On Sept. 16, over 400 tenants showed up at a Tenants Association meeting and hundreds more were turned away because the room was filled. Council member Garo dnik outlined the tenants’ strategy and exposed how a new owner could try to “wring more revenue out of the complexes,” as the New York Times reported on Sept. 13. For example, there are 260,000 square feet of developable land in the complexes, mainly the playgrounds and a peaceful park in the center of Stuyvesant Town. Air rights, that is, putting towers on top of existing buildings, might also be sold for additional revenue.

And while a new owner would want a bigger revenue stream than MetLife needed, if only to pay off the loans needed to buy the complex, the real prize for profit-making would be condominium conversions.

Every speaker emphasized that the tenants needed to be united to get the best deal possible and fight off a sale to a new profit-hungry landlord. A victory for the tenants in this struggle would be much more than a local victory—it would be an inspiration for other struggles to preserve affordable housing.

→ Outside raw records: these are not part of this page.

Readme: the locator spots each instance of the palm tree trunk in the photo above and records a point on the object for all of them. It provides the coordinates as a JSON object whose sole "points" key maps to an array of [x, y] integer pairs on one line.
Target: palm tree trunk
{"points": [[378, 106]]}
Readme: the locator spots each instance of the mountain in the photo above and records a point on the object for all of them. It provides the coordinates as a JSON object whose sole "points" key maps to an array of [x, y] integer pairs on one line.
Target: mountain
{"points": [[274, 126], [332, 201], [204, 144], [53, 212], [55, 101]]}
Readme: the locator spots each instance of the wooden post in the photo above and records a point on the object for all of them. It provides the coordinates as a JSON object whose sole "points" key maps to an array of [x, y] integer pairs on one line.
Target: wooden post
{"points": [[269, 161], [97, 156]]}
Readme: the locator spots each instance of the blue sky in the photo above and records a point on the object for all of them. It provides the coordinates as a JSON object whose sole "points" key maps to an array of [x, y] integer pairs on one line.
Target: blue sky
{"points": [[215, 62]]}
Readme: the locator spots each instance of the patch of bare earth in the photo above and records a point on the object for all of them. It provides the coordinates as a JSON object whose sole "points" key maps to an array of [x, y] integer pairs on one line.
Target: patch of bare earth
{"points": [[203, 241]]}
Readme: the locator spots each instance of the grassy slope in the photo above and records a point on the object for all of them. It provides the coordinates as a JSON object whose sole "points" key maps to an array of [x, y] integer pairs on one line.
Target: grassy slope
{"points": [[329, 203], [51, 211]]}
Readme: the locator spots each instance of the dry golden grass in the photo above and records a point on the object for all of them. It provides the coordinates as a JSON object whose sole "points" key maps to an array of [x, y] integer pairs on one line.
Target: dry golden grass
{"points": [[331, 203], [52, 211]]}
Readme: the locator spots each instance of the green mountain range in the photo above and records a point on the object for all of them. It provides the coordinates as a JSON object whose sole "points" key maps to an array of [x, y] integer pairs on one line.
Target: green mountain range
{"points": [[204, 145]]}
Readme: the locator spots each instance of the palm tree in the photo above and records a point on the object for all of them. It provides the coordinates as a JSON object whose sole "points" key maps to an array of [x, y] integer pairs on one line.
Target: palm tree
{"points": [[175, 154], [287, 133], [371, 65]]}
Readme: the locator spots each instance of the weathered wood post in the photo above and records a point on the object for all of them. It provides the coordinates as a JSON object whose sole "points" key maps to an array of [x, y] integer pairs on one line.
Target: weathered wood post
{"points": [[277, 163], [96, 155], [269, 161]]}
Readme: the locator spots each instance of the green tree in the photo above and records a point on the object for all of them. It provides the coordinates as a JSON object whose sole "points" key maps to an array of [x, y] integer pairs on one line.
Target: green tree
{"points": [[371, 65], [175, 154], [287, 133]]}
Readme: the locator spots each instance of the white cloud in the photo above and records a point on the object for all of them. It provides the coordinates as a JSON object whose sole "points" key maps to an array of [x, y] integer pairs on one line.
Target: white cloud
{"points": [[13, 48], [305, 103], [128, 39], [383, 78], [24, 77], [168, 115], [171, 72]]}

The federal government under recent Republican and Democratic presidents has essentially abolished rent vouchers for low-income families and direct subsidies to public housing projects. Now the real estate industry is going after middle-income families, an effort which, if successful, would also have a catastrophic effect on low-income families, who would then have to compete with higher-income families for a diminishing housing stock. This is a recipe for more homelessness.